VACUUM on Redshift (AWS) after DELETE and INSERT

I have a table as shown below (simplified example, we have more than 60 fields):

CREATE TABLE "fact_table" ( "pk_a" bigint NOT NULL ENCODE lzo, "pk_b" bigint NOT NULL ENCODE delta, "d_1" bigint NOT NULL ENCODE runlength, "d_2" bigint NOT NULL ENCODE lzo, "d_3" character varying(255) NOT NULL ENCODE lzo, "f_1" bigint NOT NULL ENCODE bytedict, "f_2" bigint NULL ENCODE delta32k ) DISTSTYLE KEY DISTKEY ( d_1 ) SORTKEY ( pk_a, pk_b ); 

The table is distributed by dimension with high performance.

The table is sorted by a pair of fields that increase in time.

The table contains over 2 billion rows and uses ~ 350 GB of disk space, like "per node".
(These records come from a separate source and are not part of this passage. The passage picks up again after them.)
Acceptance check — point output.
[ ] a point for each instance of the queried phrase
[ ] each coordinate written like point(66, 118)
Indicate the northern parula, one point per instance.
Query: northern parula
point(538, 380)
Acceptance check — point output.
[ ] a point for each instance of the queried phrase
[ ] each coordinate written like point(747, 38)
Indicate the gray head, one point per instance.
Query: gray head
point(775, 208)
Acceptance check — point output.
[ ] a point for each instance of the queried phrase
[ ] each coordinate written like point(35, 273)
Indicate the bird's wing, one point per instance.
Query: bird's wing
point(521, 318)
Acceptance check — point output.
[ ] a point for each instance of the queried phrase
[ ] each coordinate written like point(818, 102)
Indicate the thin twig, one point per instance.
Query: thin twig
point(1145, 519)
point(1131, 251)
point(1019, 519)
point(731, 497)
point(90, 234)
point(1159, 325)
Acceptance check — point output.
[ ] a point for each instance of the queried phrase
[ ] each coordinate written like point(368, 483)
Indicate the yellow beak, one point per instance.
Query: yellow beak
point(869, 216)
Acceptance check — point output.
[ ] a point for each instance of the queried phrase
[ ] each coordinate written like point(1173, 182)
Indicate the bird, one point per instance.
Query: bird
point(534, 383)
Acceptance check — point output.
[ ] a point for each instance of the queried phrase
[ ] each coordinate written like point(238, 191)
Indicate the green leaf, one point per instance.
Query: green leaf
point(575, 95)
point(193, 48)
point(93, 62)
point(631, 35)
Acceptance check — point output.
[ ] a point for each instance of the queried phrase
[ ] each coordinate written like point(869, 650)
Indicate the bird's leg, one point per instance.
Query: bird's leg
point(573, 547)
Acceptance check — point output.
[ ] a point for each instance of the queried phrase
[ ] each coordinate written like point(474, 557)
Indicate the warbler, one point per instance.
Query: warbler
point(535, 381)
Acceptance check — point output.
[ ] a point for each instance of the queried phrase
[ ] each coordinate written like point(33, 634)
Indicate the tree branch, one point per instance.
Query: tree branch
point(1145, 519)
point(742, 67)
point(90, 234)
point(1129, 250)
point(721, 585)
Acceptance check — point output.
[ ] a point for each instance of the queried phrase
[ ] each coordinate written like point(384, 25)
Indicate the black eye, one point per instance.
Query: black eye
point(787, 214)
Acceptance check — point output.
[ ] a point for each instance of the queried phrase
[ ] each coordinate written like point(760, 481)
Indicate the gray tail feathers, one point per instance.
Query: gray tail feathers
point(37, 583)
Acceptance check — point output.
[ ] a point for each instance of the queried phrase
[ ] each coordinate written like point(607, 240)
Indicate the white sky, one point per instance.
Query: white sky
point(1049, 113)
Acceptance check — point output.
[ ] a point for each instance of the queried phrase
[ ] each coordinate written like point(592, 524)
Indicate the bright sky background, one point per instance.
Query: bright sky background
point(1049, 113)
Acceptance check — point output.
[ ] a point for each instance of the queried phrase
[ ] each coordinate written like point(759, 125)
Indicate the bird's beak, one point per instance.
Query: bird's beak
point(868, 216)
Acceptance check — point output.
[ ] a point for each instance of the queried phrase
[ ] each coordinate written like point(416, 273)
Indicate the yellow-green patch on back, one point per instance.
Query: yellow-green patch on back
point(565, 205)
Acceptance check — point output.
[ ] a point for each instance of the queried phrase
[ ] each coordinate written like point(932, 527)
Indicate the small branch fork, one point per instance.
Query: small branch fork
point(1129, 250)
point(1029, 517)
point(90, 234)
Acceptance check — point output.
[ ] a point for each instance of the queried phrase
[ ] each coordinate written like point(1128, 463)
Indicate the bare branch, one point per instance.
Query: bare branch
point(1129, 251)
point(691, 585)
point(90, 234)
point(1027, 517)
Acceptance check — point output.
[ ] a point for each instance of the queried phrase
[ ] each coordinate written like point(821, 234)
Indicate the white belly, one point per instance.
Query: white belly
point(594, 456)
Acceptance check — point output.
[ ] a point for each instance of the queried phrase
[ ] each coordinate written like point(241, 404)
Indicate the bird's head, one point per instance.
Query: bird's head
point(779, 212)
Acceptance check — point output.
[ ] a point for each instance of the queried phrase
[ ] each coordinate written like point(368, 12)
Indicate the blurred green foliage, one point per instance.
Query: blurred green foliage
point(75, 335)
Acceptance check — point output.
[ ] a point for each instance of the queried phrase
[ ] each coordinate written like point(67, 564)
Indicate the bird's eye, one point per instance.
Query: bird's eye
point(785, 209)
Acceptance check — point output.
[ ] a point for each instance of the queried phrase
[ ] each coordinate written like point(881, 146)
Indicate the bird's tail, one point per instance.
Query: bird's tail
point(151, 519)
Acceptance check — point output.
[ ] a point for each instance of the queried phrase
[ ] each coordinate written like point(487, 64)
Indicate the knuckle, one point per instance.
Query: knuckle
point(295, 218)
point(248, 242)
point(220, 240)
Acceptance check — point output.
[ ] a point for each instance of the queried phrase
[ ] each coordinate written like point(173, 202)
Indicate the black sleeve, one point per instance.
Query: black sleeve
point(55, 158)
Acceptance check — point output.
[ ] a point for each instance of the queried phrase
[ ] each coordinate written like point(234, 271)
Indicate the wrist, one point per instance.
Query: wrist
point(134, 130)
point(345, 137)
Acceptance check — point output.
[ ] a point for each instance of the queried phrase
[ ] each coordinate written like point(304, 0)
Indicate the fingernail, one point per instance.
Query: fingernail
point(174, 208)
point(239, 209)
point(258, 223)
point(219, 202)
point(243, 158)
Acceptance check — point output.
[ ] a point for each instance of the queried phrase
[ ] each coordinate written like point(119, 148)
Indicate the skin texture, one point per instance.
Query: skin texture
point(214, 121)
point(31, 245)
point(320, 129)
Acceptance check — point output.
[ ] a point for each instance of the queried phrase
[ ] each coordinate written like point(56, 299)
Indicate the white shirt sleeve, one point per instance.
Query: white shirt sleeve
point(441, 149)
Our hourly trip includes updating some recent records (within the last 0.1% of the table based on the sort order) and inserting another 100 thousand rows.

Whatever mechanism we choose, VACUUMING the table becomes overly burdensome:
- The sort step takes seconds
- The merge step takes 6 hours

From SELECT * FROM svv_vacuum_progress; it is clear that all 2 billion lines are combined. Even if the first 99.9% are not completely affected.


Our understanding was that the merger should only affect: 1. Deleted records
2. Entries
3. And all entries from (1) or (2) to the end of the table


We tried DELETE and INSERT , not UPDATE , and now the DML step is much faster. But VACUUM still combines all 2 billion lines.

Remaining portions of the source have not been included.